Chris Huhne and Vicky Pryce speeding case: Senior Lib Dems tell of 'family tragedy' that wrecked lives
Andrew Grice has been Political Editor of The Independent since 1998. He was previously Political Editor of The Sunday Times, where he worked for 10 years, and he has been a Westminster-based journalist since 1982. His column, Inside Politics, appears in The Independent each Saturday.
Monday 11 March 2013
Senior Liberal Democrats spoke today of their deep sadness at the “family tragedy” which saw the break-up of the marriage of Chris Huhne and Vicky Pryce end with them both being jailed for perverting the course of justice.

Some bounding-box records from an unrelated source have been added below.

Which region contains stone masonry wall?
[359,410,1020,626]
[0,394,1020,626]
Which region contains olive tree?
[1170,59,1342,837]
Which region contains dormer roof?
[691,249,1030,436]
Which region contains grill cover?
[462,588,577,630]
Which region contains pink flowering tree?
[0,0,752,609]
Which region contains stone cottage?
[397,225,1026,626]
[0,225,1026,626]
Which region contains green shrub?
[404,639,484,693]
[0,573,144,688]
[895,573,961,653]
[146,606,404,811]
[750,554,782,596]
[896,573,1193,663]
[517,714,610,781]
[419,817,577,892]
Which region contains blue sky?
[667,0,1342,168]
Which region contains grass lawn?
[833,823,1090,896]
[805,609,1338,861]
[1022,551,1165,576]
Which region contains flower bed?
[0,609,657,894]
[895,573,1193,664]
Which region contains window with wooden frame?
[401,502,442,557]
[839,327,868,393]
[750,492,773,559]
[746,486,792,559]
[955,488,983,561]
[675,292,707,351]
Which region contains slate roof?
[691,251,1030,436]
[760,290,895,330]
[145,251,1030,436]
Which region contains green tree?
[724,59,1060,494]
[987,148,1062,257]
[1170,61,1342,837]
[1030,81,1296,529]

Vince Cable, the Lib Dem Business Secretary, who has denied Pryce’s claim that she told him and his wife about the “speeding points swap”, said: “The whole story is unbelievably sad – they’re two very talented people who’ve done themselves great damage and their family is wrecked….that’s the real tragedy in all this.”
Lord Oakeshott, a long-standing family friend of both Huhne and Pryce, said after the sentences were announced: “This is a personal and political tragedy. Chris was a dynamic, decisive, strategic minister – an object lesson to us all in how to fight as hard in office as in opposition for the environment, economic growth, Europe and our essential liberties.”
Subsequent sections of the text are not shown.